The planning in Hargreaves, implemented in various forms over a decade until 2015, sought to remove interest on a UK-tax resident property investment group’s financings from the scope of UK withholding tax (while retaining corporation tax deductibility). The main elements of the refinancing involved:

  • removing the UK nexus from various contractual terms of the loans (place of payment, governing law and jurisdiction of enforcement). The intention here was to ensure that the interest was not UK-source; and
  • implementation of a (roughly annual) cycle of interest-stripping and loan-rolling under which coupon-payment rights were assigned for consideration to a Guernsey company (and, from 2012, to a UK resident company) shortly before pay date and, shortly afterwards, the loan was repaid out of the proceeds of a replacement loan. The intention here was to ensure that the interest was not yearly interest and – alternatively – that the recipients were entitled to gross payment by virtue of the Guernsey treaty and the UK corporate-to-corporate exception.

The outcome in relation to UK-source and yearly interest was surely unsurprising. On the former, the Court of Appeal judgment in Ardmore Construction [2018] had largely overtaken this planning. Applying the multi-factorial source test, and following the “underlying commercial reality”, the UK residence of the borrower and its (property investment) assets outweighed the other factors and the interest clearly arose from sources in the UK.

On the latter, although in most cases the duration of the loans was under a year, the interest was nonetheless found to be “yearly” as it formed part of a long-term financing. Here the FTT took pains to emphasise that this didn’t involve a recharacterization of the legal reality of the loans’ actual terms or, in findings which may be of comfort to taxpayers reliant on short-interest financings, call into question the “paramount importance” of the one-year threshold itself.

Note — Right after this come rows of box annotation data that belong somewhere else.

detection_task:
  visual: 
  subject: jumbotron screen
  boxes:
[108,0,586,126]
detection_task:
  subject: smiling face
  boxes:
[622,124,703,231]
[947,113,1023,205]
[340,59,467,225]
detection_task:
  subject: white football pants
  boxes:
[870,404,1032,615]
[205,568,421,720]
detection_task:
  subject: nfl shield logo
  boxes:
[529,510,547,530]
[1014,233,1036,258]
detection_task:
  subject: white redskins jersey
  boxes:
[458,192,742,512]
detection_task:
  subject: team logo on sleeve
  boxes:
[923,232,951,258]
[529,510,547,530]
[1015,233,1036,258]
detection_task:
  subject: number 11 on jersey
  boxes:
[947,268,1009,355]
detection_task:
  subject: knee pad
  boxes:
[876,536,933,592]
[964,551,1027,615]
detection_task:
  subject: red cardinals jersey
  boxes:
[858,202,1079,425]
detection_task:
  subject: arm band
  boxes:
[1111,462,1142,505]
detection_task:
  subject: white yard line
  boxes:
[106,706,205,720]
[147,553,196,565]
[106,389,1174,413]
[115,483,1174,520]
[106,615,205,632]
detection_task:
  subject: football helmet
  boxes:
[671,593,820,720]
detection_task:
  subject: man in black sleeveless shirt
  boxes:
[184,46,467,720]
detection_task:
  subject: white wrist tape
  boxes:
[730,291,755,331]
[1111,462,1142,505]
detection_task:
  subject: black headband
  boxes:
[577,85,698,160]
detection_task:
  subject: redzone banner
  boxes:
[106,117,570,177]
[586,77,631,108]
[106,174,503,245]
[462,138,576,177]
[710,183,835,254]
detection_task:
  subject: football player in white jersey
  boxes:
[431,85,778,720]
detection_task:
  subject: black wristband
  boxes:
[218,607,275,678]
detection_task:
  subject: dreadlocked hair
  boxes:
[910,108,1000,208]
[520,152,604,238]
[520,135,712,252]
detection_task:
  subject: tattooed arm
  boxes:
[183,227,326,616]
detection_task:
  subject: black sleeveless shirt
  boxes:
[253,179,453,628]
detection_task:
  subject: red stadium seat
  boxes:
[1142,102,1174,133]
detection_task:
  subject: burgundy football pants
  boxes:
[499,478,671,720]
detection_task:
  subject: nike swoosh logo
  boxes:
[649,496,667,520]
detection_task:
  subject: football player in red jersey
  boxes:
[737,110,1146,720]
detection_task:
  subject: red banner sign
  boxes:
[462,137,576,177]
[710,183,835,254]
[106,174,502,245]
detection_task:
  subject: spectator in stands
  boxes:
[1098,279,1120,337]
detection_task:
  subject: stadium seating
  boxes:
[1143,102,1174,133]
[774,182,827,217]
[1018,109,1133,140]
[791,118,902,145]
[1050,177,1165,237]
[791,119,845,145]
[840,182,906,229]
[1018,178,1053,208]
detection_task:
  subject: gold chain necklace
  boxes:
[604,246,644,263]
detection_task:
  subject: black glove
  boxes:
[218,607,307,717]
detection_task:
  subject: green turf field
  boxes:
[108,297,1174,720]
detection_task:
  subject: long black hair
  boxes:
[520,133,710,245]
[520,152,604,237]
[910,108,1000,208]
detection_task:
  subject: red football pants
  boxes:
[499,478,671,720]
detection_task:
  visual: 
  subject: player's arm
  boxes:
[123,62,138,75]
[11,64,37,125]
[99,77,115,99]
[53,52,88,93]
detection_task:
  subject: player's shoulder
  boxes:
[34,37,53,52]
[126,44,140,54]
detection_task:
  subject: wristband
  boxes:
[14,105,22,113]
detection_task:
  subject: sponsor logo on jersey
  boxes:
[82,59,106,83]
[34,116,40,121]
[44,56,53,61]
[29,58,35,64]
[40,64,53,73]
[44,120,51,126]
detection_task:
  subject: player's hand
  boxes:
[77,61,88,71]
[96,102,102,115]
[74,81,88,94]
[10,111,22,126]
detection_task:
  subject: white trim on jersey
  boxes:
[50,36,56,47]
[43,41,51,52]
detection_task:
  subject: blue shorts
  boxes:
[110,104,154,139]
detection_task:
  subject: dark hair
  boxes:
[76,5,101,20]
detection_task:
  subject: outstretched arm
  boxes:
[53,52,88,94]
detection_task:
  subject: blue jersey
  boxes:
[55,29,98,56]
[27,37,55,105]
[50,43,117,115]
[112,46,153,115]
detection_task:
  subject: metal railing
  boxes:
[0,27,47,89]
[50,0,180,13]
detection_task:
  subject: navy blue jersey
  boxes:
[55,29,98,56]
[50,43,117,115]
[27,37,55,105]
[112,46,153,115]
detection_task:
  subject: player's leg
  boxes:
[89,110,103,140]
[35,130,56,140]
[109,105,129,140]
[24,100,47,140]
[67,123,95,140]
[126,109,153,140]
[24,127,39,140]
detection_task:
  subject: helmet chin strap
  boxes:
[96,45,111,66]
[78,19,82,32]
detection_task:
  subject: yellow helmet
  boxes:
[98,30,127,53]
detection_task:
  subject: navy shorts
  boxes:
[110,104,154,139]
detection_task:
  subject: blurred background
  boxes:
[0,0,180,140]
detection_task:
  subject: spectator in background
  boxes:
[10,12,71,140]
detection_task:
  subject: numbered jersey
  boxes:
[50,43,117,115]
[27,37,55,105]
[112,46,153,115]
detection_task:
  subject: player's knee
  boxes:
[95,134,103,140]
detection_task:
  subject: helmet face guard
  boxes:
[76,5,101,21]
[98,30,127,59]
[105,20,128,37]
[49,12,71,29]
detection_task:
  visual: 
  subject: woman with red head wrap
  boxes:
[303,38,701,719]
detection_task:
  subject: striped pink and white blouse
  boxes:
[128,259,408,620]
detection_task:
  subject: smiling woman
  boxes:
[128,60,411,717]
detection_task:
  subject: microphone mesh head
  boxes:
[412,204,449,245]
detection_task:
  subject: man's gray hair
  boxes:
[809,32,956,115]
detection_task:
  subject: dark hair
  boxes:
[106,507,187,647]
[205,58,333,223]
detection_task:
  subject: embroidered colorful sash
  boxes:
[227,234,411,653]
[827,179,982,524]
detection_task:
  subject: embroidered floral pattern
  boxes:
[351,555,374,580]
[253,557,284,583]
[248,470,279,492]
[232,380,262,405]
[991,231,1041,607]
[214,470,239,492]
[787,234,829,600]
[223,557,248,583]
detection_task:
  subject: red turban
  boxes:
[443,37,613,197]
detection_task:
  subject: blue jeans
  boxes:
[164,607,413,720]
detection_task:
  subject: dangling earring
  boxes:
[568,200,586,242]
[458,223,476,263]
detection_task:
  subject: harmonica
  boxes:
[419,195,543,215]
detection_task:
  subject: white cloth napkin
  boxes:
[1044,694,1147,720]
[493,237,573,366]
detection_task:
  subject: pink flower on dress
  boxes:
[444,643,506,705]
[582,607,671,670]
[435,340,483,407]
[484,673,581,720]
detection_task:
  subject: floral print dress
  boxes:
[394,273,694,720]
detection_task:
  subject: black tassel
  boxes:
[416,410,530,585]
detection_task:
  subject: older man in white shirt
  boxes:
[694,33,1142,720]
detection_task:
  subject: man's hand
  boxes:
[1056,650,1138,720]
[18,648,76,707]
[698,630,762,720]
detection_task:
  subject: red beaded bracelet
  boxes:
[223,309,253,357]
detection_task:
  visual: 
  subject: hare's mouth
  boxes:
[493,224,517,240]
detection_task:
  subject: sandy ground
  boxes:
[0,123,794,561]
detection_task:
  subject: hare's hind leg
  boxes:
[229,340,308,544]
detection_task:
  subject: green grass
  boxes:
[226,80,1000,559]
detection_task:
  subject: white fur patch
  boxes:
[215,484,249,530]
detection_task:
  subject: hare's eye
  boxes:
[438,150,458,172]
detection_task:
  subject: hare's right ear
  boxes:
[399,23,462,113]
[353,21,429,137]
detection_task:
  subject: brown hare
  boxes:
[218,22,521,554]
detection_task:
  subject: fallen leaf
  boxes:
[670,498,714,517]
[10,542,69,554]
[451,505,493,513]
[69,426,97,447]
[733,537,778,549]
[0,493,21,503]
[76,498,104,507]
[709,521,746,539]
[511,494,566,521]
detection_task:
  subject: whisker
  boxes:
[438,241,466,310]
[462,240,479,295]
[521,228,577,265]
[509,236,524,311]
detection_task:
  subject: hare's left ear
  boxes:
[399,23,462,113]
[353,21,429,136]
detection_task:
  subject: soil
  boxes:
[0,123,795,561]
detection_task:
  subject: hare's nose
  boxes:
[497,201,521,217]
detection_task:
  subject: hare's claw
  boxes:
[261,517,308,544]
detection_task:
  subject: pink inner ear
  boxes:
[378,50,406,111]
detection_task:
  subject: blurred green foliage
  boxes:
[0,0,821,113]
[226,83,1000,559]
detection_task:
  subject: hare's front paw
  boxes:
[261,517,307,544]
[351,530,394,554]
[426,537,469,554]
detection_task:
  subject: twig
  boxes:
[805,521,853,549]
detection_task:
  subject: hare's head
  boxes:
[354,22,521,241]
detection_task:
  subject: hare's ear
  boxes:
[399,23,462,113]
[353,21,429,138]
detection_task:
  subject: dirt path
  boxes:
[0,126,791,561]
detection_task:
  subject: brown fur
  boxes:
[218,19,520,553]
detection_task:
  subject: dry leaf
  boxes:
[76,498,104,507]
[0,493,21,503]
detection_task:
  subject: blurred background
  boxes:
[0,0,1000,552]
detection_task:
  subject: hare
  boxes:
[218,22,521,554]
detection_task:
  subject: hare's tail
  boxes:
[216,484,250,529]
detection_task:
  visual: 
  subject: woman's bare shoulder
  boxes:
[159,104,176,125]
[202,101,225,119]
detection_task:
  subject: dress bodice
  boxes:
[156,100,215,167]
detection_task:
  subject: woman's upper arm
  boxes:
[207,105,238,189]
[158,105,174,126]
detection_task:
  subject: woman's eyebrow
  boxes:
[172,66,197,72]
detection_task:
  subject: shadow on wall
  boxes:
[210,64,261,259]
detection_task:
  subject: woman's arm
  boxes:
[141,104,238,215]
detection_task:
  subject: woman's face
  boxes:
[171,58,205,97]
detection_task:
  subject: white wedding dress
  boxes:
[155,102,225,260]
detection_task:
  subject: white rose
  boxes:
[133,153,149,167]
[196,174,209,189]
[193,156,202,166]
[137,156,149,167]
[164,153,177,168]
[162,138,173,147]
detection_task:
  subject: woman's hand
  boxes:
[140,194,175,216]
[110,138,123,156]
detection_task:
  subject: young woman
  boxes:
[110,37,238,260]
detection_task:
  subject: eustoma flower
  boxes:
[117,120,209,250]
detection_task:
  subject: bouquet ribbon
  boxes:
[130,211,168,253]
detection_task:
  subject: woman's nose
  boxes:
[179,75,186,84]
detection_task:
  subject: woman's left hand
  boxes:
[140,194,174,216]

Touching on the (sometimes vexed) question of whose liability is the tax to be withheld, the FTT observes that, under the UK statutory scheme, the borrower has the obligation to withhold and account – and thus concludes that the WHT liability is the borrower’s. The contrary view expressed in Ardmore is described as an over-statement. This appears to be the basis for an unconventional finding that it was the borrower (rather than, as is typically assumed based on HMRC guidance and practice, the lender) who needed to claim treaty relief. In any event, what is beyond doubt is that an actual claim was required (and, in the event, wasn’t made) while the FTT also re-asserts the received wisdom that the borrower obtaining a direction from HMRC is a pre-requisite to the ability to pay gross interest (dismissing a suggestion by taxpayer counsel that the regime is effectively voluntary).

Another potentially significant point concerns the beneficial entitlement requirement in the UK corporate interest WHT exception. This is especially interesting following the 2019 “Danish cases” and increased focus on the interaction between beneficial ownership (and cognate concepts) and anti-avoidance regimes. The FTT first reasserts the conventional position that for domestic purposes a recipient of income will be beneficially entitled unless it is receiving it as a fiduciary (e.g., a nominee or trustee).

This remains the case even if the recipient has a contractual obligation to pay on the income to some other person; there is generally no need to interrogate the nature or significance of any such obligation (unlike under the OECD approach to the international fiscal meaning of beneficial ownership).

The absence of any business purpose for the assignment in Hargreaves then invited a purposive recharacterization on Ramsay [1982] grounds: the FTT found that the interest-assignee UK corporate was beneficially entitled to the interest only to the (de minimis) extent that the interest exceeded the consideration paid for the assignment. In UK terms, therefore, this presents a rare instance of circumstances where a non-fiduciary may lose beneficial entitlement – and a potentially even rarer instance of a participant in Ramsay arrangements nonetheless retaining some (residual) entitlement to a tax benefit from the arrangements.

Although not of precedent value, the finding on beneficial entitlement could at first blush be read as problematic for some common financing arrangements (sub-participations, for instance). But much more likely is that the fairly extreme fact pattern – connected parties, negligible risk/reward for the assignee, broader planning attempts, and some evidentiary failures – means this aspect of the case should be viewed in isolation without any read-across to genuinely commercial structures. Hargreaves arguably muddies some already muddy waters but doesn’t indicate that the UK is adopting the more aggressive position regarding availability of withholding tax exemptions taken in certain other jurisdictions.